A happy day yesterday, as I managed to track down two more Pepe Carvalho novels (in English, of course, as my Spanish reading skills are pretty poor). Pepe Carvalho is one of my favorite detective series, the story of a former-communist and former CIA agent turned private detective working out of Barcelona. Carvalho is also a Galician living in Barcelona, a total foodie (to comical proportions), very smart and even more cynical, making him a good way for author Manuel Vazquez Montalban to mock and critique many aspects of Spanish society and the world.

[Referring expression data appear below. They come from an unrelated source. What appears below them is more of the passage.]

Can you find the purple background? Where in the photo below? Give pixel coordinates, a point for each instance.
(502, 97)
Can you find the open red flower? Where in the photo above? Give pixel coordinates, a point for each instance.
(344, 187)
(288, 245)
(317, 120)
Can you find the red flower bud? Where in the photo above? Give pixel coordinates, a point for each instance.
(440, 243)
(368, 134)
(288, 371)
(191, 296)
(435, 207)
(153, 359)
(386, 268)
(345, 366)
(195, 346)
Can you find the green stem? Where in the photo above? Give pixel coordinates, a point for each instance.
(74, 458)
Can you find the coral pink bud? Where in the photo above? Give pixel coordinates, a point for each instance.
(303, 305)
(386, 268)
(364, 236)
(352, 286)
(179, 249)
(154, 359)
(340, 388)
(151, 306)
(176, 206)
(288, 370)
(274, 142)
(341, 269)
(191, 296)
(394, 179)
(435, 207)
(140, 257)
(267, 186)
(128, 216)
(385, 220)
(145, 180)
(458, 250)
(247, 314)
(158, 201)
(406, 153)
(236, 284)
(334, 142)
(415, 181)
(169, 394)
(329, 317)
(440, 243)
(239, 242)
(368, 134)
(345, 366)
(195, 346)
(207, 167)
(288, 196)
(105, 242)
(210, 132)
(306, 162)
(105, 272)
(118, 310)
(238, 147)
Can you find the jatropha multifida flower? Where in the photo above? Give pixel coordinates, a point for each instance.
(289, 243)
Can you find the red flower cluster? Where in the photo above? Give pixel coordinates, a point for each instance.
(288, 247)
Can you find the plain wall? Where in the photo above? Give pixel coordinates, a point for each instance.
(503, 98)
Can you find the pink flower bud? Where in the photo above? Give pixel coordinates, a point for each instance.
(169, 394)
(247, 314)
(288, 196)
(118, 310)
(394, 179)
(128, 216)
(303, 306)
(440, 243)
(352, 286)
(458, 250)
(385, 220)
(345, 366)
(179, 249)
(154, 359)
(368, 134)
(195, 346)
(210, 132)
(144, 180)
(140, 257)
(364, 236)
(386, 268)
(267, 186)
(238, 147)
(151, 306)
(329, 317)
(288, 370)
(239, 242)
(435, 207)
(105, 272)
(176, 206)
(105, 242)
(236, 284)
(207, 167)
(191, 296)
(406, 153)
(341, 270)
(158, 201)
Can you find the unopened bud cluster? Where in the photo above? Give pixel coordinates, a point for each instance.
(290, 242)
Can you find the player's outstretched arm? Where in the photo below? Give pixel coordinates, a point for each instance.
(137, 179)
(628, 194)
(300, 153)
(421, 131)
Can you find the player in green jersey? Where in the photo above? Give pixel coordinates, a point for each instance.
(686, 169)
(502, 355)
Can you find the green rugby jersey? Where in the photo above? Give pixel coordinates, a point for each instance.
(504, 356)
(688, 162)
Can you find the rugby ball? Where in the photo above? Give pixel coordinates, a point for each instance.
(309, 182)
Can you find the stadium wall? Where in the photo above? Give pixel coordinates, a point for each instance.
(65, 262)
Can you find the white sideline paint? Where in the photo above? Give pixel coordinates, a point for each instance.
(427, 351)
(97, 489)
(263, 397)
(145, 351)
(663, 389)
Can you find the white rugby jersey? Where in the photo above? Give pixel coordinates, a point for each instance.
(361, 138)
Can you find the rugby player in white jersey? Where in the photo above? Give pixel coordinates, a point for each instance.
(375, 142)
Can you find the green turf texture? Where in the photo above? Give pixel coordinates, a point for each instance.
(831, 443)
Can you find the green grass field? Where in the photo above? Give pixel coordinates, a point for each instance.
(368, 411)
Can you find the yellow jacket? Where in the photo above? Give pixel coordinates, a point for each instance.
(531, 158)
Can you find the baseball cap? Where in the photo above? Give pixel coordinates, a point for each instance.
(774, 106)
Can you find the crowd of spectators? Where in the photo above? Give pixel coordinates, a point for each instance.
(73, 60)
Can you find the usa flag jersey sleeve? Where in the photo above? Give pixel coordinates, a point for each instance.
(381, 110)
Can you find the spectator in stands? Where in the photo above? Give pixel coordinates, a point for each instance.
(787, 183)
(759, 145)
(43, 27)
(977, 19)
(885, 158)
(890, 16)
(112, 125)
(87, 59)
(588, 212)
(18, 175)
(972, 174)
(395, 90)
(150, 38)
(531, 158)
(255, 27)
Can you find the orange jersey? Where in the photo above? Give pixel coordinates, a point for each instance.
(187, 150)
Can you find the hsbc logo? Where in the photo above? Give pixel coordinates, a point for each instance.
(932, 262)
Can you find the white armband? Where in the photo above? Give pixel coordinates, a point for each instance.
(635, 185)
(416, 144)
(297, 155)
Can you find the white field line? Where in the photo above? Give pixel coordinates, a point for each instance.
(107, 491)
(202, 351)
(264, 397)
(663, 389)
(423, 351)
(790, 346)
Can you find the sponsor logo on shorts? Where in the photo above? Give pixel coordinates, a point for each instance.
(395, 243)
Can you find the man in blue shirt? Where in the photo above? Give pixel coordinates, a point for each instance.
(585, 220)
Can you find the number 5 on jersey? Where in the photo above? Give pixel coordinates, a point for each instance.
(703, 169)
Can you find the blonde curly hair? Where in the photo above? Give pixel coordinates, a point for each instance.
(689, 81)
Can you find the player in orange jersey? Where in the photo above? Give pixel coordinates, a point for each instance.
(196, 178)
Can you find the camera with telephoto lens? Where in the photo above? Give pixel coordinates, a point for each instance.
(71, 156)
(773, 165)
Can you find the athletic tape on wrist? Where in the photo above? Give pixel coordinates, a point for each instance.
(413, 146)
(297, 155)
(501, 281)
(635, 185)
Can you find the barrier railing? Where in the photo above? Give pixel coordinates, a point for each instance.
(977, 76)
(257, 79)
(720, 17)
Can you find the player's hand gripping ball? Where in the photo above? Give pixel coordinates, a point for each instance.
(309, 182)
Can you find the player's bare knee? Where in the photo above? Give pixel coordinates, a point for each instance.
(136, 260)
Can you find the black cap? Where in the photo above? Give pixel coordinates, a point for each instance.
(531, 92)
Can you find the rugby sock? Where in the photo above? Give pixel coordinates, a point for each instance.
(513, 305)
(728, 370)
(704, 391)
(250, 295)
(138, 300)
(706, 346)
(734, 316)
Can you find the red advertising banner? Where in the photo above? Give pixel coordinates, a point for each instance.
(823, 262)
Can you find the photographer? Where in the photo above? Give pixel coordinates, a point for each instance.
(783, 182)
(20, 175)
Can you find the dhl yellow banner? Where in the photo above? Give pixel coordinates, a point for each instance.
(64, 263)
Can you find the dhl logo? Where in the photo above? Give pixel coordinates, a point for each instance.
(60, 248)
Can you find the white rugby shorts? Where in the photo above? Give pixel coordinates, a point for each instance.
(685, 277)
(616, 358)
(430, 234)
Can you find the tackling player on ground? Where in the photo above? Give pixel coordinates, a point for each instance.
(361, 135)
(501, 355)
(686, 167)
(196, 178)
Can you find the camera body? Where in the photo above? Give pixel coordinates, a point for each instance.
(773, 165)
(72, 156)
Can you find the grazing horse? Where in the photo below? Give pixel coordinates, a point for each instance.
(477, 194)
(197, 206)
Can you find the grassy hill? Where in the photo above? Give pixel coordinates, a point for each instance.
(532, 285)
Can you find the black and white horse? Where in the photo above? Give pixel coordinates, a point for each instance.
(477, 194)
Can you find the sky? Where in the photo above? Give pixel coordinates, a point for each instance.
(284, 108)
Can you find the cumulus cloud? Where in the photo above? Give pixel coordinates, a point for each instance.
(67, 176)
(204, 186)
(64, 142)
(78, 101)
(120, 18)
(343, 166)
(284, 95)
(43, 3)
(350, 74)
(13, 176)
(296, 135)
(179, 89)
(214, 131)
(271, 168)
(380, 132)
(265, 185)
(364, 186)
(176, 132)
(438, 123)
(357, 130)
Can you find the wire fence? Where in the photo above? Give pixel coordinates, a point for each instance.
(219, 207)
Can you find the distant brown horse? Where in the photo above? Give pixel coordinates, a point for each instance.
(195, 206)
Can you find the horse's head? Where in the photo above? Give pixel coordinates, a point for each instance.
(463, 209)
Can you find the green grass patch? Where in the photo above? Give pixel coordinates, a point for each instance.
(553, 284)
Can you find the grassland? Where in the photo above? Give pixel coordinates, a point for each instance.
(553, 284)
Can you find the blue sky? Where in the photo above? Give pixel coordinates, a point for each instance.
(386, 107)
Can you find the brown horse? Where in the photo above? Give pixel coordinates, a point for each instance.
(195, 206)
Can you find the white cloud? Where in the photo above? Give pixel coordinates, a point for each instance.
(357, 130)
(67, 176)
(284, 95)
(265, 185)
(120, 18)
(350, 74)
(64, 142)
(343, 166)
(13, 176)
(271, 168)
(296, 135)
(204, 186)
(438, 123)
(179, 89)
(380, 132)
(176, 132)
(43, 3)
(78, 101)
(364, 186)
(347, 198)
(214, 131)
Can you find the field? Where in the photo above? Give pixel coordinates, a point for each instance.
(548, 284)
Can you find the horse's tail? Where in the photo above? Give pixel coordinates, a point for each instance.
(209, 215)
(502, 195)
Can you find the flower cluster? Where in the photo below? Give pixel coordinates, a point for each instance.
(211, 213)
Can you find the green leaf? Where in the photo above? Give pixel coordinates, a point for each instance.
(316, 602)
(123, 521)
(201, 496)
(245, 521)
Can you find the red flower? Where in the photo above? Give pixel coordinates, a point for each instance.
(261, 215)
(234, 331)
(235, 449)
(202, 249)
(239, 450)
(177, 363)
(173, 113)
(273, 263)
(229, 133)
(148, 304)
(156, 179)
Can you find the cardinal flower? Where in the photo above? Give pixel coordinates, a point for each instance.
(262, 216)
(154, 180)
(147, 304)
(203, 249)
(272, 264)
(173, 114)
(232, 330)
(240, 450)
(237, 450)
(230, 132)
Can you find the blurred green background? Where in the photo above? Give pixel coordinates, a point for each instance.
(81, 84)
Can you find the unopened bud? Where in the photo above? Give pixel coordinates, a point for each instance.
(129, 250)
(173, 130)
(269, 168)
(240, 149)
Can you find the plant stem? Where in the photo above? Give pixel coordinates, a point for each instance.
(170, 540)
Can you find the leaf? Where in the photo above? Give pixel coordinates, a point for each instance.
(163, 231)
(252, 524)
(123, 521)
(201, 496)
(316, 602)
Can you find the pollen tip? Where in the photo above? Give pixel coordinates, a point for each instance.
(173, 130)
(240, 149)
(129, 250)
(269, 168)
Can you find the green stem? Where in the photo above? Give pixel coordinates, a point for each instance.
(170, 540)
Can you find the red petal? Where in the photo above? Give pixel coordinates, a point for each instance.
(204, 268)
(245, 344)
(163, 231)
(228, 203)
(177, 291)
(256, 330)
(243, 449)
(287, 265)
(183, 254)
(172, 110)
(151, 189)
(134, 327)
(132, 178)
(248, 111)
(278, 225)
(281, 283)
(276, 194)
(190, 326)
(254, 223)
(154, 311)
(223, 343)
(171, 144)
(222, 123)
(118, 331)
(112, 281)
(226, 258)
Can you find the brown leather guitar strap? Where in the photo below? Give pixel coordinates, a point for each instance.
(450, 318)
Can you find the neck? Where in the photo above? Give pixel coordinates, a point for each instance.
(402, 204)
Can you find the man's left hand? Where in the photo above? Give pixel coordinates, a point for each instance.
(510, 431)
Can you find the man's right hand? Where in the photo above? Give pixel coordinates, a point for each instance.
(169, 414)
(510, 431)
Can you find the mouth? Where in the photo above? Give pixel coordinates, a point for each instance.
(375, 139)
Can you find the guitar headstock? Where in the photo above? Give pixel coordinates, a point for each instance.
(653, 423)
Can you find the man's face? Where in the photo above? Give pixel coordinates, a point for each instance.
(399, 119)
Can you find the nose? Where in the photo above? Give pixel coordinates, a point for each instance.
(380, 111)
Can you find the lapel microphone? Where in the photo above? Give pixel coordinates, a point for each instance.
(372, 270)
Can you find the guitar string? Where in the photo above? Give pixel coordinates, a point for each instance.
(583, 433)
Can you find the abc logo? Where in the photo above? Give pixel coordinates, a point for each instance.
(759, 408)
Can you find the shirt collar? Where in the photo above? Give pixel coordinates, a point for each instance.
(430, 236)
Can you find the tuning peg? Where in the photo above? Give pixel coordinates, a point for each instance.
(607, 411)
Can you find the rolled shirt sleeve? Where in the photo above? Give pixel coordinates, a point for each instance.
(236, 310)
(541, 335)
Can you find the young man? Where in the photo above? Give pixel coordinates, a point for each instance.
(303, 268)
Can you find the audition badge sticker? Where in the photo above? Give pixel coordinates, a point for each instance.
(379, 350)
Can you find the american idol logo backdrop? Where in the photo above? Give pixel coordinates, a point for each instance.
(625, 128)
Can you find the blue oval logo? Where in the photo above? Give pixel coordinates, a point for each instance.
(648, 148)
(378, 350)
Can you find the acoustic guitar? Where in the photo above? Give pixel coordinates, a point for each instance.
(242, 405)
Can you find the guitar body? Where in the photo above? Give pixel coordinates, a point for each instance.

For the past year or so, I find I have been reading a lot of genre fiction. In part, I have been trying to think about what makes a story/series/character popular. I guess my assumption is that often we take a lot of these well-known stories for granted, but there had to have been something there at the beginning, some kernel that excited people and inspired the popularity in the first place. So I have read some Ian Fleming, John LeCarre, Raymond Chandler, and the like. It’s interesting stuff, especially seeing how much slower and lower-stakes the conflicts could be just a generation ago. Other times, you can see some good writing going on, even among writers who perhaps grew more hack-like as time went on.

Anyhow, in the process, I have stumbled across the Carvalho series. The first one I read is still my favorite, Southern Seas, in part because it is set in the late Seventies and has a lot of twisted politics in it. I also really liked An Olympic Death, which talks a lot about how Barcelona was changing during the run-up to the 1992 Olympics (even if some of its AIDS-related storyline has ages poorly).

All the Carvalho books provide great looks at a Barcelona that has so totally changed over the past generation … and yet has not changed as much as most people think. Vazquez Montalban has a style that reminds me a bit of Nikos Kazantzakis in its earthiness (although definitely less literary than Kazantzakis), and Carvalho is a bit of a Zorba character.

I also find it interesting the Vazquez Montalban, who was from Barcelona originally, would choose to make his signature character hail from the opposite side of the country.  Was there a reason for this? Commentary on Catalan nationalism? The politics of Franco-era Spain (when he began the series)? Unfortunately, I just don’t know enough about the author or the country to say.

The new Carvalho books I picked up yesterday are Murder in the Central Committee and The Angst-Ridden Executive, both early books in the series, from 1977 and 1981 respectively. I’m really looking forward to reading both.